Limitations related to cross-sectional design and institutional-based studies are the potential limitations of this study. We have included those pregnant women who came for ANC irrespective of their gestational age and this might have underestimated the prevalence of IPV. Fortunately, more than half of our study participants were in the third trimester of pregnancy. Variation of type of violence was observed among previously conducted studies and made comparison difficult for some type of violence. To minimize this problem in our study we had included all type of violence that may have been observed during pregnancy and we had calculated the prevalence separately for all forms of IPV and the overlap of the violence was indicated. Recall bias and social desirability bias may be the other potential limitation of the study. To minimize recall bias the study only focused on the current pregnancy and female data collectors and supervisors were used to minimize social desirability bias.
Conclusion
The prevalence of intimate partner violence in the Bale zone is high as compared to other areas. Six in ten women experienced at least one act of IPV during pregnancy. Sexual and psychological violence were the most frequent type of IPV. Alcohol drinking habit, Khat chewing, cigarette smoking, fighting with other men and older age were pregnant women’s intimate partner related factors that were independently associated with the IPV. Pregnancy and reproductive history such as miscarriage, abortion and/or still birth and unwanted pregnancy were also significantly associated with IPV against pregnant women.

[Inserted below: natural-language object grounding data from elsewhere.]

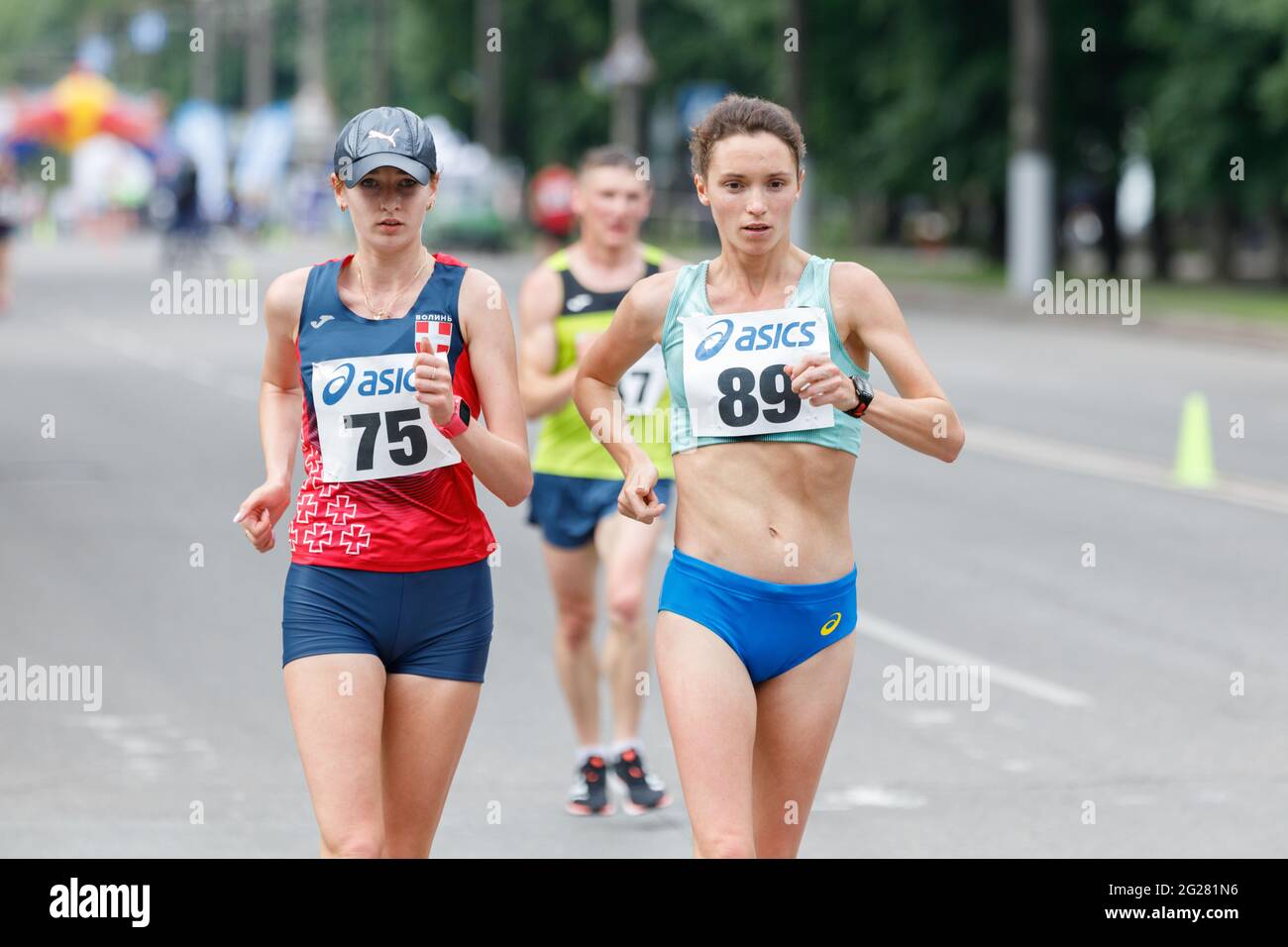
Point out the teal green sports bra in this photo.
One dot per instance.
(690, 298)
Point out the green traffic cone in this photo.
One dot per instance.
(240, 268)
(1194, 466)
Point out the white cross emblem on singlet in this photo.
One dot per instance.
(317, 535)
(305, 508)
(342, 510)
(356, 539)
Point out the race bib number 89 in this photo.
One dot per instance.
(370, 424)
(733, 371)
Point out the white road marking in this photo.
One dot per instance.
(879, 796)
(1025, 684)
(1096, 462)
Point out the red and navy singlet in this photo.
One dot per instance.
(357, 508)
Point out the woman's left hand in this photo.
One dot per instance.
(434, 386)
(820, 381)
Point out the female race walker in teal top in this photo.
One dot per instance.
(767, 351)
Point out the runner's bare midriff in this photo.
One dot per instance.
(769, 509)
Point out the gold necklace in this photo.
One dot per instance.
(384, 313)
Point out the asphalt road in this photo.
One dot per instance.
(1109, 684)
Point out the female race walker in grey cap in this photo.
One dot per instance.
(382, 365)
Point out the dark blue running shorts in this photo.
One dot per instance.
(437, 622)
(568, 508)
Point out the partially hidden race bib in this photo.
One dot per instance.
(733, 371)
(370, 424)
(643, 384)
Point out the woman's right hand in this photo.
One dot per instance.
(261, 512)
(638, 499)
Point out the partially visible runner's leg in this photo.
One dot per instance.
(336, 705)
(627, 548)
(572, 577)
(711, 712)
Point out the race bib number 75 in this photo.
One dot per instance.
(733, 371)
(370, 424)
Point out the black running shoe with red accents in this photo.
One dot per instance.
(589, 793)
(643, 789)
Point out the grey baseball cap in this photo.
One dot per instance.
(385, 136)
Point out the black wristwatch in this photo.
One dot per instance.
(863, 392)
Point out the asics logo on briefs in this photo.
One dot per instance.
(755, 338)
(373, 382)
(707, 348)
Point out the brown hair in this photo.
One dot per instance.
(739, 115)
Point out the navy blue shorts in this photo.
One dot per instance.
(568, 508)
(437, 622)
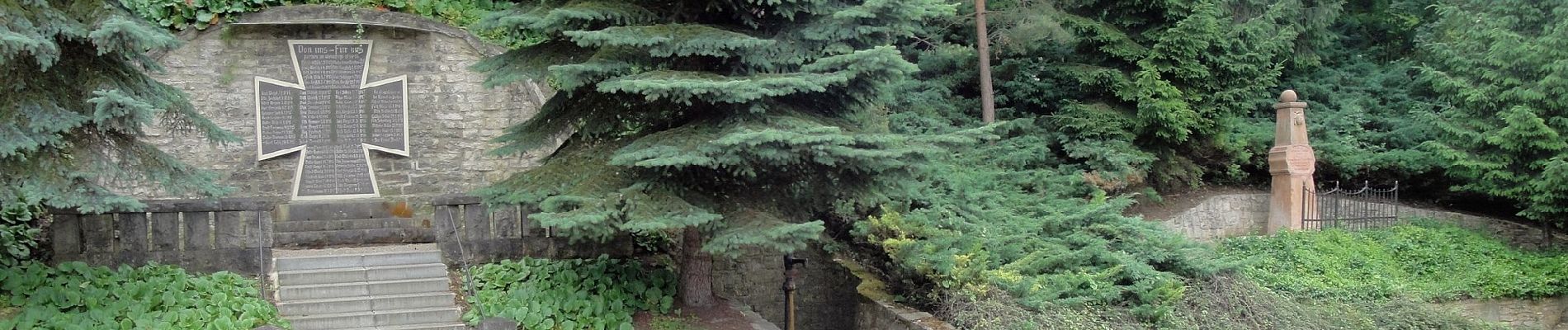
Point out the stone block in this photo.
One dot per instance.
(229, 229)
(165, 232)
(198, 230)
(508, 224)
(132, 230)
(97, 233)
(477, 223)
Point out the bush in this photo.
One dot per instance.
(569, 295)
(1015, 214)
(1423, 262)
(17, 233)
(154, 296)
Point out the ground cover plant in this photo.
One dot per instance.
(569, 295)
(1222, 302)
(154, 296)
(1419, 262)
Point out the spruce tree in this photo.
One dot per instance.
(74, 101)
(736, 124)
(1501, 69)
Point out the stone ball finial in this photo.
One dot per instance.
(1287, 96)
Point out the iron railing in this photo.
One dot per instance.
(1350, 210)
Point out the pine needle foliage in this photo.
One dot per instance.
(1500, 66)
(750, 120)
(74, 101)
(1018, 218)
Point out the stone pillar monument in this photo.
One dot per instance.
(1291, 163)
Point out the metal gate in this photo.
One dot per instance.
(1350, 210)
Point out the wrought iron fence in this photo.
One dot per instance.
(1350, 210)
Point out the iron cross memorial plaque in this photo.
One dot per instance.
(333, 118)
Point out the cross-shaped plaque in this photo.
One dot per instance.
(333, 118)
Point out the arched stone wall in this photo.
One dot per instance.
(451, 116)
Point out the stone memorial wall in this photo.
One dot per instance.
(336, 102)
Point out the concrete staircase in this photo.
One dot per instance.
(348, 223)
(362, 288)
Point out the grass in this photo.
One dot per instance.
(674, 323)
(1421, 262)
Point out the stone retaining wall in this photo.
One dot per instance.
(474, 233)
(198, 235)
(1223, 216)
(452, 116)
(824, 296)
(1520, 314)
(878, 312)
(1242, 214)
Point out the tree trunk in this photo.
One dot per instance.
(697, 271)
(987, 99)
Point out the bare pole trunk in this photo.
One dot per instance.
(987, 99)
(697, 271)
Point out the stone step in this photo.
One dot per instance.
(353, 237)
(361, 274)
(339, 210)
(441, 326)
(366, 304)
(347, 224)
(362, 288)
(350, 262)
(378, 319)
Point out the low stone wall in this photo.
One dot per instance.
(824, 296)
(1223, 216)
(878, 312)
(470, 232)
(1242, 214)
(198, 235)
(1520, 314)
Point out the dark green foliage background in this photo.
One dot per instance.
(1419, 262)
(154, 296)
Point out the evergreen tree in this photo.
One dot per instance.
(737, 124)
(1142, 80)
(1501, 69)
(74, 99)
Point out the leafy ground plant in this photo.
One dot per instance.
(1421, 262)
(154, 296)
(1222, 302)
(569, 295)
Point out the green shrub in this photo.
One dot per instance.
(181, 15)
(154, 296)
(1222, 302)
(17, 233)
(569, 295)
(1423, 262)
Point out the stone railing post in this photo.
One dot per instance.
(1291, 162)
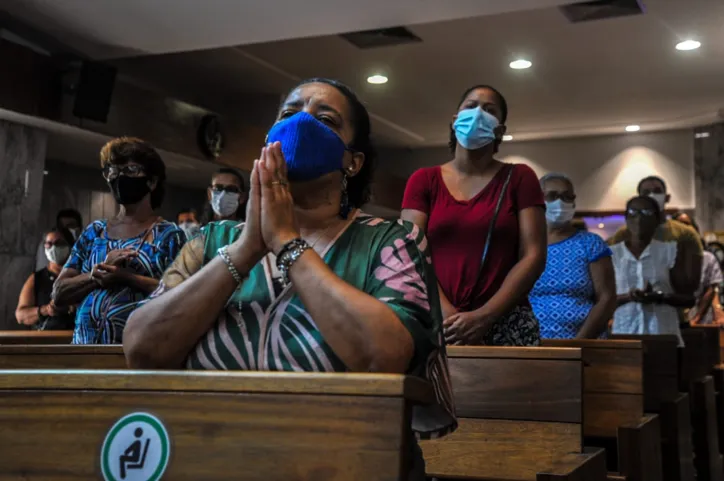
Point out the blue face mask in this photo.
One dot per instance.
(474, 128)
(310, 148)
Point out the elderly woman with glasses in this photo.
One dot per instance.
(649, 275)
(116, 263)
(576, 295)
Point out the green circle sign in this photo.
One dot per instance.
(136, 448)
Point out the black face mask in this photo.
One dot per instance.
(129, 190)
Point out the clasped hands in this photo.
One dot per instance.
(112, 271)
(466, 328)
(270, 218)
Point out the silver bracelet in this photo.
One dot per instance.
(224, 254)
(289, 254)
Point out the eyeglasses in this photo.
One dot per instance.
(129, 170)
(552, 196)
(631, 212)
(232, 189)
(59, 243)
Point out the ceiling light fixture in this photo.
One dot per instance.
(520, 64)
(377, 79)
(688, 45)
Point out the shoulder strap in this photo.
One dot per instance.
(495, 217)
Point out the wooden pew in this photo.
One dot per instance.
(521, 417)
(697, 361)
(662, 396)
(36, 337)
(61, 357)
(613, 406)
(253, 426)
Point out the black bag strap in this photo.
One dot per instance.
(495, 217)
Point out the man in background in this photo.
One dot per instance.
(688, 243)
(65, 219)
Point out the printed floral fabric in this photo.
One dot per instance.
(261, 331)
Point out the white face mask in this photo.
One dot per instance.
(57, 254)
(559, 212)
(224, 203)
(189, 228)
(660, 199)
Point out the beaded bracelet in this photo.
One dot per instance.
(224, 254)
(289, 254)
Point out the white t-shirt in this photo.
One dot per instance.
(653, 267)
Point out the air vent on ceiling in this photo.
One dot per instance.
(601, 9)
(384, 37)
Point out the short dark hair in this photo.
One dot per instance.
(652, 202)
(359, 187)
(65, 233)
(235, 173)
(124, 149)
(69, 213)
(651, 177)
(452, 143)
(188, 210)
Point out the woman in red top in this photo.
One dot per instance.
(483, 292)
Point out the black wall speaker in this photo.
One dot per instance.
(94, 91)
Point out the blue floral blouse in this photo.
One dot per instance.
(102, 315)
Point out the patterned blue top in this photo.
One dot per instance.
(564, 294)
(102, 315)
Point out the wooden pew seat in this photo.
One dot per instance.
(520, 414)
(613, 406)
(61, 357)
(220, 425)
(36, 337)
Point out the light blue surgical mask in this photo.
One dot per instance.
(475, 128)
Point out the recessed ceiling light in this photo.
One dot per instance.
(520, 64)
(377, 79)
(688, 45)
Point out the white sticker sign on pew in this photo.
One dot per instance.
(136, 448)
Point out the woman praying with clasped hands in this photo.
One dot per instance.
(308, 283)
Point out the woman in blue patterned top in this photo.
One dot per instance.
(116, 263)
(576, 295)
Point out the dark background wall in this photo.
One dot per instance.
(82, 188)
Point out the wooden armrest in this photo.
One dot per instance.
(588, 466)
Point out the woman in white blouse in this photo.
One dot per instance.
(647, 275)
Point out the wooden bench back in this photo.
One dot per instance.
(36, 337)
(613, 384)
(259, 426)
(61, 357)
(519, 409)
(661, 368)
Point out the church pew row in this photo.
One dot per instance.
(35, 337)
(697, 363)
(521, 417)
(61, 357)
(62, 425)
(613, 406)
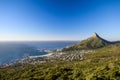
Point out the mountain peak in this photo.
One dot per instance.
(95, 35)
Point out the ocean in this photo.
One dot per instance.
(10, 51)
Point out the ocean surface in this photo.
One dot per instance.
(10, 51)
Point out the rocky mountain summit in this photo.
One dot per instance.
(93, 42)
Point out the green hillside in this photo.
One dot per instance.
(100, 62)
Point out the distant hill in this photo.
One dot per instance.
(93, 42)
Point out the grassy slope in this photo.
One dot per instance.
(103, 64)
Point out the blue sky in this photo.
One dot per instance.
(59, 19)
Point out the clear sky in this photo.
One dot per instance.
(59, 19)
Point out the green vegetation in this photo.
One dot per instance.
(93, 42)
(103, 64)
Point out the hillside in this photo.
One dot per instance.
(93, 42)
(103, 64)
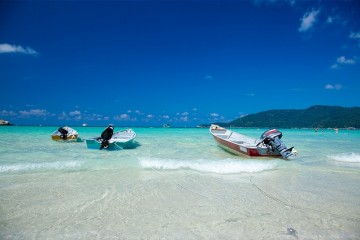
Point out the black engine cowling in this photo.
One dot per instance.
(272, 137)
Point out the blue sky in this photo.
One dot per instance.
(146, 63)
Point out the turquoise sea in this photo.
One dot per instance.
(177, 184)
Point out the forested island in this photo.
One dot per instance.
(313, 117)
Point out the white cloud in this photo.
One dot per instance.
(34, 113)
(7, 48)
(124, 117)
(343, 60)
(7, 113)
(308, 20)
(354, 35)
(75, 113)
(333, 87)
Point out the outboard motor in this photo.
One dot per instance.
(272, 138)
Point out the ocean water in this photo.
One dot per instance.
(177, 184)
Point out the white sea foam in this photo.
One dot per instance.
(346, 157)
(21, 167)
(224, 166)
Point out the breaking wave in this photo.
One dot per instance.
(23, 167)
(225, 166)
(346, 157)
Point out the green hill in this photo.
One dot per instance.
(315, 116)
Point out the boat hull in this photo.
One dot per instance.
(241, 145)
(244, 151)
(72, 138)
(120, 140)
(113, 145)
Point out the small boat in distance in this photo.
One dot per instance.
(119, 140)
(269, 144)
(66, 134)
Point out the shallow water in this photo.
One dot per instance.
(177, 184)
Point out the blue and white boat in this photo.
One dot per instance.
(119, 140)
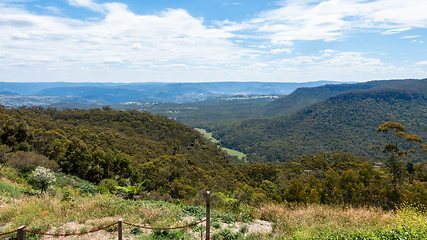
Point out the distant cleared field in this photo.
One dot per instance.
(231, 152)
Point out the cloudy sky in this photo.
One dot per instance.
(212, 40)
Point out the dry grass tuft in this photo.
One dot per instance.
(307, 221)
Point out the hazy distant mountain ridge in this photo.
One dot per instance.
(345, 122)
(114, 93)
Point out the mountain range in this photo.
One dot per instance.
(98, 94)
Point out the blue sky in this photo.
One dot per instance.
(212, 40)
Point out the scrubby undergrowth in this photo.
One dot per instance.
(64, 207)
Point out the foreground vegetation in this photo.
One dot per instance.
(53, 212)
(92, 167)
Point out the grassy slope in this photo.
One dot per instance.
(48, 212)
(230, 152)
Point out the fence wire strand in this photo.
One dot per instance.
(71, 234)
(102, 228)
(6, 233)
(170, 228)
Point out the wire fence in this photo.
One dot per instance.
(21, 230)
(22, 236)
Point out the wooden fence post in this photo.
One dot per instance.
(120, 230)
(21, 233)
(208, 215)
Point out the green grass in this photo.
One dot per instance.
(231, 152)
(289, 221)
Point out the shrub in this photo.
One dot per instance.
(226, 234)
(42, 178)
(26, 162)
(107, 186)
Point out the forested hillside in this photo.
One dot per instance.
(345, 122)
(106, 144)
(304, 96)
(153, 157)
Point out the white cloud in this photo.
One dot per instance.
(87, 4)
(174, 45)
(335, 19)
(408, 37)
(281, 50)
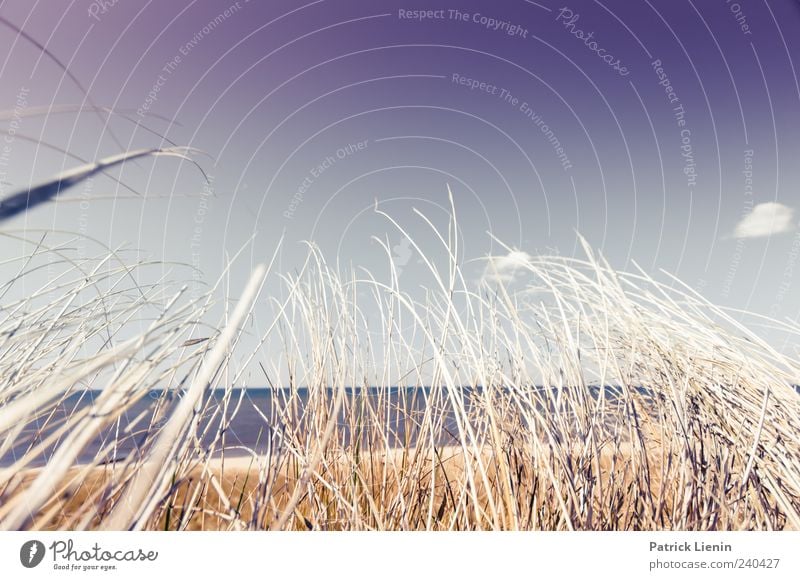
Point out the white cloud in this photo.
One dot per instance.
(504, 268)
(766, 219)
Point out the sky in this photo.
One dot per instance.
(665, 132)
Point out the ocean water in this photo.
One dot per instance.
(255, 420)
(249, 427)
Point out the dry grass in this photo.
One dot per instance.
(701, 431)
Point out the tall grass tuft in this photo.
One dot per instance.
(584, 399)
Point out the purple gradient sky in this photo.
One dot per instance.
(277, 87)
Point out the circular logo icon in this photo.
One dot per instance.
(31, 553)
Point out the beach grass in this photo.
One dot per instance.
(598, 400)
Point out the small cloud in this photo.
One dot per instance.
(505, 268)
(766, 219)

IPV prevention should be incorporated in high school curriculum as well as sexual and reproductive health education programs. Creating the community awareness to change beliefs that are culturally embedded in collaboration with the indigenous leadership, community leader, and other key stakeholders is mandatory. Policy makers need to consider screening for IPV in the antenatal care service as a component. It is also better to include IPV as one component of community health extension package. Those identified behavioral factors call for policy interventions. Further studies that show the effect of intimate partner violence on the pregnancy outcome need to be conducted.
Supporting information
Acknowledgments
We thank Zonal health department for providing important information for the study. We would like to acknowledge Goba Referral Hospital, Madda Walabu University research and community service directorate for supporting this study. We thank all data collectors of this study and Mr. Zenebe Feleke for assisting us during the data collection in Madda Walabu district. Finally we would like to thank pregnant women for giving us information and their time during data collection.
Data Availability
All relevant data are within the manuscript and its Supporting Information files.
Funding Statement
The authors received no specific funding for this work.